De même, les médecins sont légitimement inquiets face aux velléités des complémentaires d’encadrer leurs pratiques. Le plus ambitieux en la matière est Guillaume Sarkozy, président de l’institution de prévoyance Malakoff Médéric, le n°2 des contrats santé collectifs en entreprise (6,4 millions d’assurés, 3,6 milliards d’euros de chiffre d’affaires) qui explique publiquement qu’il souhaite « contrôler les gestes médicaux », « accéder aux données individuelles des assurés », « adapter les cotisations aux comportements individuels des assurés », etc.
Mais rien dans le projet de loi de santé ne satisfait ses folles ambitions. La loi interdit aux complémentaires de contractualiser avec les médecins dans le cadre de leurs réseaux de soins qui orientent leurs assurés vers des dentistes, des opticiens ou des audioprothésistes qui se sont engagés à modérer leurs prix.
Étrangement, Guillaume Sarkozy n’a jamais été publiquement attaqué par l’UFML, encore moins trollé sur internet. Son profil sur Google se porte très bien, à la différence de celui de Brigitte Dormont, simple universitaire.
Peut-être ne faut-il pas compromettre l’avenir ?
Le président de l’UFML, Jérôme Marty, est le directeur d’une clinique privée qui pratique le tiers payant avec « la plupart des mutuelles complémentaires ».
La vice-présidente de l’UFML, la gynécologue Dominique Thiers-Bautrant, est cogérante de la société d’exercice libérale W Surg au chiffre d’affaires de 1 million d’euros (2012).

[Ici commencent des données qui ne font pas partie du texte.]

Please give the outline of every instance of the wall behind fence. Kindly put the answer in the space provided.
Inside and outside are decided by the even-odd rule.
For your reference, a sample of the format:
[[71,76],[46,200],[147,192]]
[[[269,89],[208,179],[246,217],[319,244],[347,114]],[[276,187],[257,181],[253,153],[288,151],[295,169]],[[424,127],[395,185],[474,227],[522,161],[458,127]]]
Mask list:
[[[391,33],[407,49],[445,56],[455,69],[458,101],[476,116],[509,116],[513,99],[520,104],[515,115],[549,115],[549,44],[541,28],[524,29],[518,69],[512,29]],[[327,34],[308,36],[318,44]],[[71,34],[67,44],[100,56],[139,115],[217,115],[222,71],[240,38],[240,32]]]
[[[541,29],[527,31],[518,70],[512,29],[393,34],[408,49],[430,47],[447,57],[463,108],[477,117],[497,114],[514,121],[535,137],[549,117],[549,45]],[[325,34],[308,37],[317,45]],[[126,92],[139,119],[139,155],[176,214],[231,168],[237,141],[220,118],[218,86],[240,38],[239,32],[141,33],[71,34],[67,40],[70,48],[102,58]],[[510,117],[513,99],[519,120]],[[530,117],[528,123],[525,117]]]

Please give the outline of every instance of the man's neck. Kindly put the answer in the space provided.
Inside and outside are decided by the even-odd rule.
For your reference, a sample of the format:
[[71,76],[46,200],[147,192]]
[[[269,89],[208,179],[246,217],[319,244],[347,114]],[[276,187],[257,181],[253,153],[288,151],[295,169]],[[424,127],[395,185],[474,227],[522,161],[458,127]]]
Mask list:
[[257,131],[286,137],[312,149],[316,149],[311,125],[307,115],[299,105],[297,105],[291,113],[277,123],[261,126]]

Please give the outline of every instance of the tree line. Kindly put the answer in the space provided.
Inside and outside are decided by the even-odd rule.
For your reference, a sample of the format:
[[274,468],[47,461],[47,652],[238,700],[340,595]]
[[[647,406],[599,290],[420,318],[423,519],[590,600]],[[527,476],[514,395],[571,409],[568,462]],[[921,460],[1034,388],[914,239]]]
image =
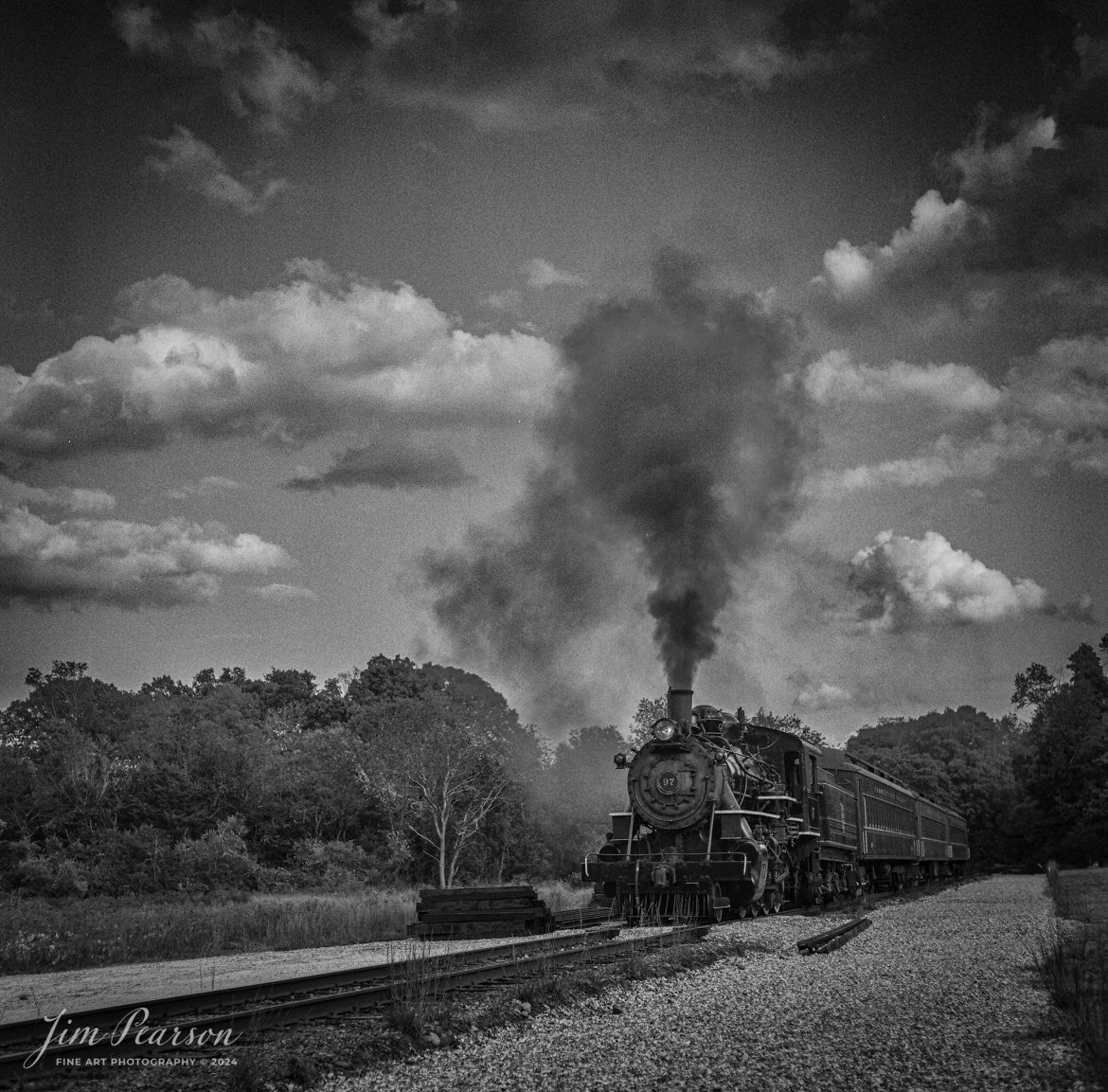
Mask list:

Un certain Eric Bautrant, lui aussi gynécologue libéral, en est le dirigeant. Cette société gère le Centre médical de l’avancée à Aix-en-Provence où Éric Beautrant et Dominique Thiers Beautrant consultent, en secteur 2. Ils partagent également leur activité dans plusieurs cliniques privées.
C’est bien l’UFML qui hurle le plus fort contre « la privatisation du système de santé ».
Caroline Coq-Chodorge
MediaPart
Ps :
Deux erreurs factuelles se sont immiscées dans cet article, soulignées par les lecteurs. Je tiens ici à les corriger et à préciser mes propos.
1- La rémunération sur objectifs de santé publique perçue depuis 2011 par les médecins libéraux ne leur rapporte pas « environ 5 000 euros par mois », mais environ 5 000 euros par an, naturellement.
Pour être précis, en 2014, 89 000 médecins libéraux ont perçu 4 215 euros par an en moyenne, selon le dernier bilan de l’assurance maladie. Les médecins généralistes sont les plus favorisés par ce dispositif : ils ont reçu en 2014, 6 264 euros en moyenne.
2- Dominique Thiers Bautrant n’a pas conduit la liste du " Bloc " en Rhône-Alpes. Puisqu’elle exerce à Aix-en-Provence, c’est en région Paca qu’elle a conduit la liste FMF.
En revanche, je persiste et je signe : Dominique Thiers-Bautrant est bien la cogérante de la société d’exercice libérale W Surg au chiffre d’affaires de 1 million d’euros (2012). Un certain Eric Bautrant, lui aussi gynécologue libéral, en est le dirigeant. Ces informations sont publiques via Infogreffe .
Cette société gère le Centre médical de l’avancée à Aix-en-Provence où Éric et Dominique Beautrant consultent, à temps partiel avec une activité en clinique privée (Clinique Axium pour Dominique Thiers-Beautrant, Clinique Axium et Clinique Toutes Aures à Manosque). Tous deux sont des médecins exerçant secteur 2, qui pratiquent donc des dépassements d’honoraires, jusqu’à deux fois le tarif de la sécurité sociale.
Le cumul de ces différentes activités est bien sûr parfaitement légale. Je souligne simplement la contradiction qu’il y a à dénoncer, contre toute raison, le tiers payant comme une mesure de « privatisation du système de santé » quand on évolue, avec beaucoup d’aisance, dans le secteur privé du système de santé en profitant pleinement de la liberté d’installation et d’honoraires.